Comprar tem de ser um acto consciente e consciencioso, uma experiência que nos dá prazer mas que não é a nossa única fonte de prazer e, sobretudo, que não nos faz acumular aquilo que não vamos vestir.

O segredo para controlar a nossa mente é simples: na loja, perguntarmo-nos se vamos realmente usar aquela(s) peça(s), experimentar de forma consciente, analisando a peça no nosso corpo, pensar como é que aquela(s) peça(s) encaixa(m) no que já temos, se estamos a comprar porque precisamos, porque nos apetece ou porque outras pessoas também compraram, quando iremos usar e como o iremos fazer.

Flex culture com e sem culpa

Se o consumo é um elemento central na sociedade contemporânea, não será uma atitude quase anti-consumo uma forma de criarmos a nossa identidade? No século XIX, Veblen definiu a conspicuous consumption, que é hoje a flex culture (The Theory of the Leisure Class), uma cultura de exibicionismo.

Apesar de vivermos numa flex culture, que usa o Tik Tok e o Instagram como plataformas para exibir o que possuímos e fazemos, numa estrutura baseada na inveja para prosperar e ampliar o consumo, esta também é uma cultura consciente do impacto desse consumo, promovendo uma vida sustentável. Se milhares estão a dar flex de um haul she in, outros tantos milhares estão a dar flex partilhando o impacto da mesma marca para o meio ambiente.

Há ainda os que sabem isto tudo e não sabem o que fazer, sentindo-se culpados sempre que compram roupa nova. Ao mesmo tempo, a moda em segunda mão ganha popularidade e há cada vez mais pessoas a abraçar este estilo que contribui para a circularidade na moda. Podemos olhar para tudo isto com uma lente optimista, que vê a mudança no comportamento de consumo: há estudos que demonstram que o comportamento de compra depende cada vez mais do compromisso da marca com a sustentabilidade social e ambiental, introduzindo práticas sustentáveis no seu comportamento de consumo. Alegria!

Como antes, perguntei aos meus seguidores no Instagram se compram a mais, se têm peças que não usam e se sentem culpa quando compram, descobri que sim, temos muitas peças de roupa que não vestimos e que compramos mais do que realmente necessitamos. A culpa está presente quando compramos e continuamos a comprar roupa que, depois, não usamos. O que fazer quando acontece?

Se voltarmos atrás no texto, o primeiro passo é ganhar consciência do que precisamos, ou não, de comprar. E também tenho a sorte de receber muitas mensagens e depoimentos de quem já não compra, de quem reutiliza ou reinventa o que já tem.
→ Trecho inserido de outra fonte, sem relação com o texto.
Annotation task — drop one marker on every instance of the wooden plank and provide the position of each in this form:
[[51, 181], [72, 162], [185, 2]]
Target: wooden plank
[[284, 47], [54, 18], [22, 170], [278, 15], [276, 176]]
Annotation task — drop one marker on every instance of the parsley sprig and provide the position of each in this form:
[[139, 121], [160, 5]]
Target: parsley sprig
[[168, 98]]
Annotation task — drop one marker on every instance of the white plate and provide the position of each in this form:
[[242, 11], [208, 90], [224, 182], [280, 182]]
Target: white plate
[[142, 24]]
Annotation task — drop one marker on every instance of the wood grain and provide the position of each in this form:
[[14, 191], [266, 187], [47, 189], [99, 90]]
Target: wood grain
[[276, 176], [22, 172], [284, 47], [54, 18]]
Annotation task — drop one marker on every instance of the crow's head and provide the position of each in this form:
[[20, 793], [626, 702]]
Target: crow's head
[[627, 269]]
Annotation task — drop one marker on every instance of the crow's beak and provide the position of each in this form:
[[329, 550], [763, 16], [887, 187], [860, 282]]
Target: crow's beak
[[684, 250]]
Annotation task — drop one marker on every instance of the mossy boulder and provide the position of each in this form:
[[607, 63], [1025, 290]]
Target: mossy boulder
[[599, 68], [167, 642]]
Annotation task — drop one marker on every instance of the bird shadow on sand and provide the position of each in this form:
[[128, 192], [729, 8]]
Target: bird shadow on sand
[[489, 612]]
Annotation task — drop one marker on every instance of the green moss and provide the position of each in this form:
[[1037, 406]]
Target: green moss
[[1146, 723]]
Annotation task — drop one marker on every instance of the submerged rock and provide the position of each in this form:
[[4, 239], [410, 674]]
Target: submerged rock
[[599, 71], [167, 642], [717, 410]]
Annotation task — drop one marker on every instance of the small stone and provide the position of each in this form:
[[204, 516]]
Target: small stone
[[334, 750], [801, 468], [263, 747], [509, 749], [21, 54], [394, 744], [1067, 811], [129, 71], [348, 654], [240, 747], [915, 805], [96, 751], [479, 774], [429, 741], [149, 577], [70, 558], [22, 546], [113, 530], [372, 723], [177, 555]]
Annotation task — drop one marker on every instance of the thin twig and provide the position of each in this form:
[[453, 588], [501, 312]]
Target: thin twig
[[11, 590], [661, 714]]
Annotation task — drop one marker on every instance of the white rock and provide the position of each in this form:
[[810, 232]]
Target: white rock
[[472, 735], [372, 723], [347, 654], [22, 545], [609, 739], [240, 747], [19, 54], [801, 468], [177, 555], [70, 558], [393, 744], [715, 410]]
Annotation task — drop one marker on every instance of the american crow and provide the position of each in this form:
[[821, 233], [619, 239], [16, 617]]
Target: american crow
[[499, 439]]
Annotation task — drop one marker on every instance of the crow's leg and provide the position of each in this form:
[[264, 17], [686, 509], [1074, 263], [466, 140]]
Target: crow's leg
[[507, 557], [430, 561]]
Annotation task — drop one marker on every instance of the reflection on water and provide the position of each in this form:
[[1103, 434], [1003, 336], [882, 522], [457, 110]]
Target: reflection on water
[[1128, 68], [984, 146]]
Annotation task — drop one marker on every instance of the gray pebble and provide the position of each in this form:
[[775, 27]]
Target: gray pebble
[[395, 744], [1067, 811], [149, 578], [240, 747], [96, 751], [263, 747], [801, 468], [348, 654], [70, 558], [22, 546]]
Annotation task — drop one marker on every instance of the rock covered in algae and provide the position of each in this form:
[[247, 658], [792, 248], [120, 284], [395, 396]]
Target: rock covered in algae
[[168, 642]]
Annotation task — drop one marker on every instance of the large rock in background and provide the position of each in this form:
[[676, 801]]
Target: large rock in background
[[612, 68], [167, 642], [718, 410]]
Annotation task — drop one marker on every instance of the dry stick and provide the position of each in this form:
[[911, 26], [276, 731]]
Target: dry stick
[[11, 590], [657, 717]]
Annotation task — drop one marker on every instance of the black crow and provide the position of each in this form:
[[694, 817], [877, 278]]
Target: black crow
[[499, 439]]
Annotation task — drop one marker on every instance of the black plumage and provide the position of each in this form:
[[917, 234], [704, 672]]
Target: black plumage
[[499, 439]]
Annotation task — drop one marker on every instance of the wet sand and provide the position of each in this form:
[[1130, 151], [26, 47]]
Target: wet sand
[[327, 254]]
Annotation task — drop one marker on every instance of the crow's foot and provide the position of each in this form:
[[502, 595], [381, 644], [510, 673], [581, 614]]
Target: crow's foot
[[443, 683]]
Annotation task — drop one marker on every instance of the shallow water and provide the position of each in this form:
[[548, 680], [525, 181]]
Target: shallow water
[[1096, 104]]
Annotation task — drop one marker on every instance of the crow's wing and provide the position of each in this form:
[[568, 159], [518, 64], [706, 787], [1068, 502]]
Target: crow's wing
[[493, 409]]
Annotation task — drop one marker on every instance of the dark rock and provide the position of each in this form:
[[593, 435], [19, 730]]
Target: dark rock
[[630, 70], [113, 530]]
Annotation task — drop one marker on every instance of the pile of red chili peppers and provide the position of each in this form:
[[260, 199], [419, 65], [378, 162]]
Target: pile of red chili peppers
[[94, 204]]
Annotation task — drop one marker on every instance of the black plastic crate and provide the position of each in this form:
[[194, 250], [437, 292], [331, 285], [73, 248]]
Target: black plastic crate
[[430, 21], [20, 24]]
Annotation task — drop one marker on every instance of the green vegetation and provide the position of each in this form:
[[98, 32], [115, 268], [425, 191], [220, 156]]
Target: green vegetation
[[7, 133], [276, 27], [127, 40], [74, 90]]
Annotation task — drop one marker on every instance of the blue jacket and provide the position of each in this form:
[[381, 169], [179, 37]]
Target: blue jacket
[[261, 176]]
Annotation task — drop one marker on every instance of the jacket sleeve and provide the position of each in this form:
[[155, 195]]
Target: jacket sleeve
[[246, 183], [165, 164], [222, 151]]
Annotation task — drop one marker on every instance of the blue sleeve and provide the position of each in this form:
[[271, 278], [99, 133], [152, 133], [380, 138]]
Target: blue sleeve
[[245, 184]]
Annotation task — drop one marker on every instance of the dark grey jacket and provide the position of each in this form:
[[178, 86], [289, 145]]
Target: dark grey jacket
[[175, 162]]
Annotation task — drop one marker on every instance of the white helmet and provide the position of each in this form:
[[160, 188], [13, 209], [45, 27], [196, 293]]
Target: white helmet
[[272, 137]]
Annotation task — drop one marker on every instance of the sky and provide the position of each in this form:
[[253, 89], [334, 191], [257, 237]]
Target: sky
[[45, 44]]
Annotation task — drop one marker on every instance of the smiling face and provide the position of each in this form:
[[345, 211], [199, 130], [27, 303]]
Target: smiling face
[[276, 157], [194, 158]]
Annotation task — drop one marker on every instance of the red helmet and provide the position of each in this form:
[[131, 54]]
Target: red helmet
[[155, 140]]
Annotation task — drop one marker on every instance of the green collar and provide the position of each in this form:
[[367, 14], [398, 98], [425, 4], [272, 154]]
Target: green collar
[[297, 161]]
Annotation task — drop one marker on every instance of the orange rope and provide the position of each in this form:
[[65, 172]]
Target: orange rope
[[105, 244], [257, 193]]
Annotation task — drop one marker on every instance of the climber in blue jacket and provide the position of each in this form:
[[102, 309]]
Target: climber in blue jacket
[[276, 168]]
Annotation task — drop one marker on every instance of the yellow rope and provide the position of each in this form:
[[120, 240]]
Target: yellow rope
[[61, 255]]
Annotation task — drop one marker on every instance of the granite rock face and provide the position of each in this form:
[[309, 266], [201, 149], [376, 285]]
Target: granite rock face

Transformar vestidos em saias é a prática mais comum, trocar roupa entre amigas também. O tricô ganha popularidade, o croché está em alta e a costura também.

Por vezes parece que tudo está realmente a mudar mas ainda há muito a fazer porque se trata de uma minoria. Ainda há muitas pessoas a viver um paradigma que as realiza através do consumo e para quem a palavra novo é uma espécie de religião. Para esses e para quem, por vezes, compra algo que não chega a vestir, qualquer opção que evite que a roupa acabe num aterro é válida: dar a um amigo, doar a instituições de caridade (certificando-nos de que realmente a roupa será doada e usada), vender online ou, quem sabe, por paradoxal que seja, entregar nas lojas de fast fashion que aceitam roupa.